Other relevant issues include the “theory-ladenness of observation”, the argument that everything one observes is interpreted through a prior understanding (and assumption) of other theories and concepts, and the “underdetermination of theory by data.” The concept of underdetermination dates back to Pierre Duhem and W. V. Quine, and it refers to the argument that given a body of evidence, more than one theory may be consistent with it. A corollary is that when a theory is confronted with recalcitrant evidence, the theory is not falsified, but instead, it can be reconciled with the evidance by making suitable adjustments to its hypotheses and assumptions. It is nonetheless the case that some theories are clearly better than others. According to Larry Laudan, we should not overemphasize the role of sociological factors over logic and the scientific method.

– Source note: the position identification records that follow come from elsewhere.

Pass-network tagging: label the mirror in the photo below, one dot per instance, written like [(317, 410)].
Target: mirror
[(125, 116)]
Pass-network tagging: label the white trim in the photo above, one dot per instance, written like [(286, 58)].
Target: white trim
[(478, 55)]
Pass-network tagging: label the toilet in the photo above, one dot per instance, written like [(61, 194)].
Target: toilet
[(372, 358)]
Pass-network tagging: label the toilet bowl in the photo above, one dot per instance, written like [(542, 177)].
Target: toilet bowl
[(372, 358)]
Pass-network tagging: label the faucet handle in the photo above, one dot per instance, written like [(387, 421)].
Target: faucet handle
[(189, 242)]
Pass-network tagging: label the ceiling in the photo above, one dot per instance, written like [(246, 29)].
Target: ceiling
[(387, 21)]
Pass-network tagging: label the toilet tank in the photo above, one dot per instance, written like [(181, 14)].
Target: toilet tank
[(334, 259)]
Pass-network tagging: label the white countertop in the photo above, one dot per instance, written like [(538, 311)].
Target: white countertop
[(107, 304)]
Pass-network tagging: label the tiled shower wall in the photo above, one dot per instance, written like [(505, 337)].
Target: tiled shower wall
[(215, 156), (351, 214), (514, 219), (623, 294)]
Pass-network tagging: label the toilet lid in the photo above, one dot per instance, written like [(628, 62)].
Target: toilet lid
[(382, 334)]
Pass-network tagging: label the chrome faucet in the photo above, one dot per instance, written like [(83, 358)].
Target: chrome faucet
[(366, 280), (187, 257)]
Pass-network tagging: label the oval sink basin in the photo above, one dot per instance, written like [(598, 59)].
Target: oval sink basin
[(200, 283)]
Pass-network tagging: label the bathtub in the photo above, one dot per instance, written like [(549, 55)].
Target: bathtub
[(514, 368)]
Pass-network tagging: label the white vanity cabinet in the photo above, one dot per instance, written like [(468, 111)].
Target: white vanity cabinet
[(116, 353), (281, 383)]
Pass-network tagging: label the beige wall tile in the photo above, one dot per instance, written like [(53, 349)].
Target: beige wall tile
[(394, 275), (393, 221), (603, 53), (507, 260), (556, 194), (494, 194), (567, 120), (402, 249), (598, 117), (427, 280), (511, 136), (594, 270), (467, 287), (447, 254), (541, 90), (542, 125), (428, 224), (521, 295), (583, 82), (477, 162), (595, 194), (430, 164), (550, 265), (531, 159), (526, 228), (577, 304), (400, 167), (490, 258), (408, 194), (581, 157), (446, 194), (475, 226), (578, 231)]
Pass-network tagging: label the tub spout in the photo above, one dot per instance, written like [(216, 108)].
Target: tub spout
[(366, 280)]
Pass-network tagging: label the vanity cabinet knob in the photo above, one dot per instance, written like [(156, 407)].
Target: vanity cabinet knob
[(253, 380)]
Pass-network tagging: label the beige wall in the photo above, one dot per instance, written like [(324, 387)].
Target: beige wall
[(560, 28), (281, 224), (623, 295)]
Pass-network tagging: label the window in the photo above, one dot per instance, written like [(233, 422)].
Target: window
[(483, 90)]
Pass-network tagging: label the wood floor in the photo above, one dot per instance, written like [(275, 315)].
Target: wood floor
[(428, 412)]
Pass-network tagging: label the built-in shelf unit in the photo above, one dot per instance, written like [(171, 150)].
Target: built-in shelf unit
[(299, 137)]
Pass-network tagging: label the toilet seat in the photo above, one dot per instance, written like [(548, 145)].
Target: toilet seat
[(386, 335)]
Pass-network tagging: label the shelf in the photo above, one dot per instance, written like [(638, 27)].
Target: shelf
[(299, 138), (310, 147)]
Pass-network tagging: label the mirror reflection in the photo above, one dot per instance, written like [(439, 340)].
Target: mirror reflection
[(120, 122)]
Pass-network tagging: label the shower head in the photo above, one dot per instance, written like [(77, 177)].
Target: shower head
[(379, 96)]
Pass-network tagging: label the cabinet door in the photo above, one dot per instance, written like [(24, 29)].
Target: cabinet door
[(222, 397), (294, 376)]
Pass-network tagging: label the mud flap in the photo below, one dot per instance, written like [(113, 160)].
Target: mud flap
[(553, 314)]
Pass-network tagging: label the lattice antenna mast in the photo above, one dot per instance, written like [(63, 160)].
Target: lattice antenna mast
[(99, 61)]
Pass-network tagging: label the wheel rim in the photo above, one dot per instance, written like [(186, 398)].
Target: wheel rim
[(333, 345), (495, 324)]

In any case, all of this has practical implications for scientists as well as for science journalists and for people who popularize science. We should be careful to be aware of, examine, and test our implicit assumptions; we should examine and quantify all of our systematic uncertainties; and we should allow for plenty of investigation of alternative explanations and theories. In observations, we also should be careful about selection effects, incompleteness, and biases. Finally, we should remember that scientists are human and sometimes make mistakes. Scientists are trying to explore and gain knowledge about what’s really happening in the universe, but sometimes other interests (funding, employment, reputation, personalities, conflicts of interest, etc.) play important roles. We must watch out for herding effects and confirmation bias, where we converge and end up agreeing on the incorrect answer. (Historical examples include the optical or electromagnetic ether; the crystalline spheres of medieval astronomy; the humoral theory of medicine; ‘catastrophist’ geology; etc.) Paradigm shifts are rare, but when we do make such a shift, let’s be sure that what we’re transitioning to is actually our currently best paradigm.

[For more on philosophy of science, this anthology is a useful reference, and in particular, I recommend reading work by Imre Lakatos, Paul Feyerabend, Helen Longino, Nancy Cartwright, Bas van Fraassen, Mary Hesse, and David Bloor, who I didn’t have the space to write about here. In addition, others (Ian Hacking, Allan Franklin, Andrew Pickering, Peter Galison) have written about these issues in scientific observations and experimentation. For more on the sociology of science, this webpage seems to contain useful references.]